PWC ‘should have raised alarm before BHS sale’
PWC should have raised the alarm over BHS’S ability to keep trading before the stricken retailer was sold to a serial bankrupt for £1, according to the accountancy watchdog.
The Financial Reporting Council (FRC) said an audit of BHS’S 2014 accounts before it was sold by Sir Philip Green had failed to collect evidence pointing to why it should be considered a going concern.
BHS collapsed into administration a year after the sale to Dominic Chappell, resulting in the loss of 11,000 jobs, causing public outcry over its failure and a raft of regulatory investigations.
In a damning report, the watchdog said the accounts were “incomplete, inaccurate and misleading”, and presented an optimistic picture of the retailer’s financial performance.
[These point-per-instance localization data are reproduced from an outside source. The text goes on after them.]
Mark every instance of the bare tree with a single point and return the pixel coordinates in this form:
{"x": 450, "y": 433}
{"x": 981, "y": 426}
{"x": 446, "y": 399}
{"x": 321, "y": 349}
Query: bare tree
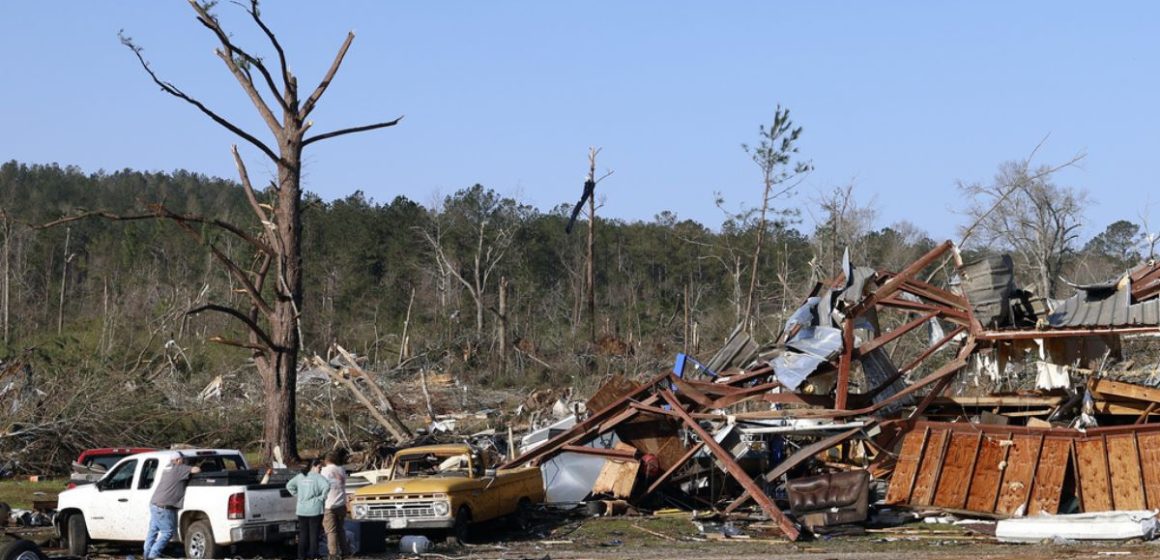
{"x": 589, "y": 195}
{"x": 1023, "y": 211}
{"x": 842, "y": 223}
{"x": 773, "y": 154}
{"x": 273, "y": 284}
{"x": 470, "y": 238}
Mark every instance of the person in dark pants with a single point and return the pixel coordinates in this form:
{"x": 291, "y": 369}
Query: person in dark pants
{"x": 335, "y": 514}
{"x": 168, "y": 497}
{"x": 311, "y": 488}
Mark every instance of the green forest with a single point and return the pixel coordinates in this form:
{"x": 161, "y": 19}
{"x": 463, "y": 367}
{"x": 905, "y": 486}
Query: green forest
{"x": 483, "y": 288}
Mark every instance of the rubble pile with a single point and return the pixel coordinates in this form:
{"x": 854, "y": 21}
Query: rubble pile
{"x": 886, "y": 391}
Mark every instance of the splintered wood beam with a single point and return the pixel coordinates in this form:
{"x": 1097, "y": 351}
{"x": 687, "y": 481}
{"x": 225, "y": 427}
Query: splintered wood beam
{"x": 926, "y": 354}
{"x": 664, "y": 478}
{"x": 800, "y": 456}
{"x": 597, "y": 420}
{"x": 611, "y": 453}
{"x": 767, "y": 504}
{"x": 886, "y": 339}
{"x": 842, "y": 394}
{"x": 951, "y": 313}
{"x": 935, "y": 293}
{"x": 896, "y": 283}
{"x": 1108, "y": 387}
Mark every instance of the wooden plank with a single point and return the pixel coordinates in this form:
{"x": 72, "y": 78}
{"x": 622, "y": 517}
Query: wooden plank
{"x": 755, "y": 492}
{"x": 1150, "y": 462}
{"x": 1049, "y": 477}
{"x": 616, "y": 478}
{"x": 957, "y": 468}
{"x": 610, "y": 392}
{"x": 987, "y": 473}
{"x": 901, "y": 482}
{"x": 1108, "y": 387}
{"x": 1124, "y": 466}
{"x": 1093, "y": 473}
{"x": 1020, "y": 474}
{"x": 929, "y": 467}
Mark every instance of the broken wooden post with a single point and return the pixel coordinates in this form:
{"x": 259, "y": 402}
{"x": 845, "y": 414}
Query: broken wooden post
{"x": 788, "y": 528}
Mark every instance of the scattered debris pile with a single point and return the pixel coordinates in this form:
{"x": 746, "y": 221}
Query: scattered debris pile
{"x": 886, "y": 391}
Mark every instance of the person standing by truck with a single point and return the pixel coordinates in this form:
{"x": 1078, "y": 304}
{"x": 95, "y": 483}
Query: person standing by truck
{"x": 167, "y": 499}
{"x": 335, "y": 515}
{"x": 311, "y": 489}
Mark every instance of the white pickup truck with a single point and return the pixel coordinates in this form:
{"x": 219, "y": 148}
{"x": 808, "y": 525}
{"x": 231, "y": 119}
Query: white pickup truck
{"x": 225, "y": 504}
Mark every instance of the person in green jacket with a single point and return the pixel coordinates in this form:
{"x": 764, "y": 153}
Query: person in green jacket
{"x": 311, "y": 488}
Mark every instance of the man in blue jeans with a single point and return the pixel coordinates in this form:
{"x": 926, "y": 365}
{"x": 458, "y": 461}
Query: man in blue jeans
{"x": 168, "y": 496}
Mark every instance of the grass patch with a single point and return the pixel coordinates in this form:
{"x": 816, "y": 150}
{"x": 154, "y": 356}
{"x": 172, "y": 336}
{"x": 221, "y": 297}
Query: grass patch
{"x": 21, "y": 493}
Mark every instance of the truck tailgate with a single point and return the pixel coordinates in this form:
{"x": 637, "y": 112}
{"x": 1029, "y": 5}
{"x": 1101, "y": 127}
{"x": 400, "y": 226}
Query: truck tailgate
{"x": 266, "y": 503}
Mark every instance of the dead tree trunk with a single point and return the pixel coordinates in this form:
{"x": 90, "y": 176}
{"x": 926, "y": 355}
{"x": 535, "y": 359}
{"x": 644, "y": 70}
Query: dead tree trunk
{"x": 274, "y": 311}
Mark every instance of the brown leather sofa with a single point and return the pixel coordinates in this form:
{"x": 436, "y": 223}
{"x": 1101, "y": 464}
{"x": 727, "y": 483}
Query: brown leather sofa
{"x": 831, "y": 499}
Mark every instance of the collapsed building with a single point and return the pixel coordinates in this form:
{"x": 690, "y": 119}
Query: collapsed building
{"x": 883, "y": 387}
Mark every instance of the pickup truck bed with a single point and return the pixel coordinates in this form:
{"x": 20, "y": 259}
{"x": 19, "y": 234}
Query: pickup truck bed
{"x": 222, "y": 508}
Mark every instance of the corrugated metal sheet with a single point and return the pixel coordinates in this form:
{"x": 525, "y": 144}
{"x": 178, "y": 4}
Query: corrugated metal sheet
{"x": 1087, "y": 308}
{"x": 988, "y": 284}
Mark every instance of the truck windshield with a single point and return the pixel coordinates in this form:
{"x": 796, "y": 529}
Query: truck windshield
{"x": 433, "y": 464}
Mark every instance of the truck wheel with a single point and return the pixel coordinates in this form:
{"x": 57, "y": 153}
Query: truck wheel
{"x": 21, "y": 550}
{"x": 521, "y": 521}
{"x": 78, "y": 536}
{"x": 461, "y": 532}
{"x": 200, "y": 540}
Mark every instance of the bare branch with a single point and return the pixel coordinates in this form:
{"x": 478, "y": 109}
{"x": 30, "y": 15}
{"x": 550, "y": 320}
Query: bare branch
{"x": 240, "y": 275}
{"x": 287, "y": 78}
{"x": 249, "y": 188}
{"x": 241, "y": 317}
{"x": 350, "y": 131}
{"x": 245, "y": 79}
{"x": 169, "y": 88}
{"x": 309, "y": 106}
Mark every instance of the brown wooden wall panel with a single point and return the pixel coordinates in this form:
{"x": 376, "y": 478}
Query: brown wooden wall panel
{"x": 957, "y": 468}
{"x": 907, "y": 466}
{"x": 1150, "y": 463}
{"x": 1093, "y": 474}
{"x": 1124, "y": 466}
{"x": 1049, "y": 477}
{"x": 929, "y": 467}
{"x": 987, "y": 474}
{"x": 1019, "y": 477}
The FRC’S report underpinned a decision to issue PWC with a record £6.5m fine for its accounting sign-off.
Steve Denison, the PWC partner in charge of the BHS audit, also faced a £325,000 penalty and was effectively handed a 15-year ban from the profession.
The FRC report said both PWC and Mr Denison had “failed to gather any audit evidence on which to conclude that the going concern assumption was appropriate”. It said: “Based on the audit evidence obtained, they should have concluded that a material uncertainty existed about BHS Group and BHS’S ability to continue as going concerns.”
A spokesman for PWC said the firm was “sorry that our work fell well below the professional standards expected of us and that we demand of ourselves”.